United States: Congress and Industry Discuss Patent Eligibility Reform
Congress and key industry players in the United States are considering a significant reform on patent eligibility. On January 23, 2024, the Senate Judiciary Committee’s Subcommittee on Intellectual Property heard from eight witnesses on the Patent Eligibility Restoration Act of 2023 (PERA), which aims to address the complexities surrounding patentable subject matter under 35 U.S.C. § 101.
Section 101 governs what inventions are eligible for patent protection in the U.S. However, its brevity has led to confusion and frustration among inventors, patent practitioners, and judges. Recognizing this issue, PERA aims to simplify the analysis of patent eligibility by eliminating judicial patentability exceptions and providing clearer statutory categories for determining patentable subject matter.
Currently, patent eligibility is determined through the two-step Alice test derived from Supreme Court decisions in 2012 and 2014. This test assesses whether an invention is directed at a patent-ineligible concept like abstract ideas or natural phenomena. If so, it may still be eligible if it contains an inventive concept that transforms the claimed invention into an eligible application. However, the application of this test has been inconsistent, leaving stakeholders without clear guidance.
This lack of clarity is particularly problematic for cutting-edge developments in software-heavy fields like artificial intelligence, machine learning, and electric vehicles. Innovators, unsure of the availability of patent protection, often resort to alternative forms of protection such as trade secrets and copyright. While this may safeguard their technology, it hampers knowledge sharing and deprives the public of valuable information that would be disclosed in patent applications.
PERA intends to address these challenges by amending Section 101 to establish specific areas where patents are ineligible, such as mathematical formulas, mental processes, and unmodified human genes. The bill also includes exceptions allowing the patenting of business methods that require the use of a machine or manufacture. Furthermore, genes would not be considered unmodified if they are isolated through human activity. By adopting a categorical approach to eligibility, PERA aims to simplify and replace the Alice framework.

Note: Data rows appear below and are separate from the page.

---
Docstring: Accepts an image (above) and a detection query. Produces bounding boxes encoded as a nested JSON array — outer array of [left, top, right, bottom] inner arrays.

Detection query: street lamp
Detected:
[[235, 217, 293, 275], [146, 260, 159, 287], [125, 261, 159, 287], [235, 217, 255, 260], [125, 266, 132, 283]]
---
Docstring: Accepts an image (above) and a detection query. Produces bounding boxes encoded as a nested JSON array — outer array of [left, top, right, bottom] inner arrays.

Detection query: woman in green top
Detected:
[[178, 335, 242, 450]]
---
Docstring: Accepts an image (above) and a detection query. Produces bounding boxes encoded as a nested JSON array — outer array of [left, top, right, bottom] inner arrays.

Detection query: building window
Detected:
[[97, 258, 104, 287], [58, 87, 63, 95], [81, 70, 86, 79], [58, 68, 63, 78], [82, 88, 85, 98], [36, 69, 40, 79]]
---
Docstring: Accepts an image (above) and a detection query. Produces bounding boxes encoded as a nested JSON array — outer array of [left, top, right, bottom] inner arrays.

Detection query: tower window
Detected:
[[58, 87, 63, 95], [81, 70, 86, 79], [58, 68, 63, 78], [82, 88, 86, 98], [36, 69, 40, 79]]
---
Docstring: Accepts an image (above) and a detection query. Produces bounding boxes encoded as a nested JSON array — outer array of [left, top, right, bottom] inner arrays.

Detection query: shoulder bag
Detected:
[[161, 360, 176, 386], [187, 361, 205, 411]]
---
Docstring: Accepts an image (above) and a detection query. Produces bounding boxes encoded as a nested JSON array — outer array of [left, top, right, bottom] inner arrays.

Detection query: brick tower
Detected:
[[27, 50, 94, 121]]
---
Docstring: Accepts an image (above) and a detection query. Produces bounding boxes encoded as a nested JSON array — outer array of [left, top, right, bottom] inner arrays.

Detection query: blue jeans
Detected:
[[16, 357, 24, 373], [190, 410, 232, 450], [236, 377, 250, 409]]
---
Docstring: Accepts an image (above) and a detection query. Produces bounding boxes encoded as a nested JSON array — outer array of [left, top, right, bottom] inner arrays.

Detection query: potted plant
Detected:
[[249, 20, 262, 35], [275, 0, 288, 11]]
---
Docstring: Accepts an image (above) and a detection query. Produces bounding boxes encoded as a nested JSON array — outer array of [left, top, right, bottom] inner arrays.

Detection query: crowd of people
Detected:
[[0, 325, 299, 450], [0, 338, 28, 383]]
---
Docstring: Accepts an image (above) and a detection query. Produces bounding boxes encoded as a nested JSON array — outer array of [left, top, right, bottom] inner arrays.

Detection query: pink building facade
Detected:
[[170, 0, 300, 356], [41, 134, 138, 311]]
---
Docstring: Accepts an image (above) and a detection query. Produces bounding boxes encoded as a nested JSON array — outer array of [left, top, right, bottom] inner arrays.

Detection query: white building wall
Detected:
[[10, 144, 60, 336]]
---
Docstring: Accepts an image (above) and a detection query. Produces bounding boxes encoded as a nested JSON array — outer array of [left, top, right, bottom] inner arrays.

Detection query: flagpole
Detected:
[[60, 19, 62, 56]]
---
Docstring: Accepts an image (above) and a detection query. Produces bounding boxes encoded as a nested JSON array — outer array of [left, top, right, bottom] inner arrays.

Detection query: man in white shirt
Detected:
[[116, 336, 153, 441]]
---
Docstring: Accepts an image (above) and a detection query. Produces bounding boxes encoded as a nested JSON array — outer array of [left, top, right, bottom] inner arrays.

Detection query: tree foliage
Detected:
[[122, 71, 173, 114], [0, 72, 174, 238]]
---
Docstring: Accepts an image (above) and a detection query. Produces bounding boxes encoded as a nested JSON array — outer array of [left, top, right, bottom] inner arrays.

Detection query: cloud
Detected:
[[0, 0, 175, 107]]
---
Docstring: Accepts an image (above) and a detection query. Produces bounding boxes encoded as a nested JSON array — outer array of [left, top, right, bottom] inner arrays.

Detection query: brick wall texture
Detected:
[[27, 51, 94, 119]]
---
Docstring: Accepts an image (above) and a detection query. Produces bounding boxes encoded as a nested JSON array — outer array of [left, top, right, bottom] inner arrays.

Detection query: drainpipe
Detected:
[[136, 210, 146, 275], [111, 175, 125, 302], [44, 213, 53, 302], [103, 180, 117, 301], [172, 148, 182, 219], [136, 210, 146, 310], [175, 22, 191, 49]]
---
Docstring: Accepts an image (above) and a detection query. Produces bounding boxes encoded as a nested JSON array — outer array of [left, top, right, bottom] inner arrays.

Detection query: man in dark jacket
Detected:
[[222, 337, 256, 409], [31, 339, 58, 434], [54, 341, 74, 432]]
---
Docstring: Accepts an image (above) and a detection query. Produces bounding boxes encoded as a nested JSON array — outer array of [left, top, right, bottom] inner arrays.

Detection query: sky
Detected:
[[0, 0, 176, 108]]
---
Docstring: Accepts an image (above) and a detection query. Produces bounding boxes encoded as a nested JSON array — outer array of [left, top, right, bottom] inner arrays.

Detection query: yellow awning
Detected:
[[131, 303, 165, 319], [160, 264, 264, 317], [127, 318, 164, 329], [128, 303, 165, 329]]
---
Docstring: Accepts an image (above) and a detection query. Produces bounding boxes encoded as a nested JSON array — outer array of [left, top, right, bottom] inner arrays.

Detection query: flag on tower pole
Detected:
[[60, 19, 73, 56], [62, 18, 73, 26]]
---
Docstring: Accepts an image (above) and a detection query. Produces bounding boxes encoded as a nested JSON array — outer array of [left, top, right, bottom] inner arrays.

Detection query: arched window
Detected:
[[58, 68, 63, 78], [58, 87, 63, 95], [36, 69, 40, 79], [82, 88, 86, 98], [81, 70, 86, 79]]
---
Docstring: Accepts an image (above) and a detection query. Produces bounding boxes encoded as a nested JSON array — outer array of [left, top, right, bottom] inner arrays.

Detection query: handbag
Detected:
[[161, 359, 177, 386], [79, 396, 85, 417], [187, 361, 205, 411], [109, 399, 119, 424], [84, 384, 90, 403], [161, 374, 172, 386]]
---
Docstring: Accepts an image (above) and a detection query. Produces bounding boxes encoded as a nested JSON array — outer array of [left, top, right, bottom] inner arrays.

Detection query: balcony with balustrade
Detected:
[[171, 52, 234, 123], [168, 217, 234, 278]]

While many patent practitioners and stakeholders agree that reform is overdue, there are concerns over the balance struck by PERA. Critics argue that the bill grants patent protection to areas that were previously subject to scrutiny, such as isolated (but otherwise unmodified) genes and business methods. Representing the high-technology and biotechnology industries, panelists at the January 23 hearing expressed worries that PERA could stifle innovation instead of encouraging it by making almost any human activity patent-eligible.
This proposal to reform Section 101 is not the first of its kind, as similar bills have been introduced in the past. Whether the current proposal will lead to substantive and meaningful reform or serve as another iteration remains uncertain. The debates surrounding patent eligibility reform continue, with Congress and industry stakeholders weighing the potential impact on innovation and patent protection.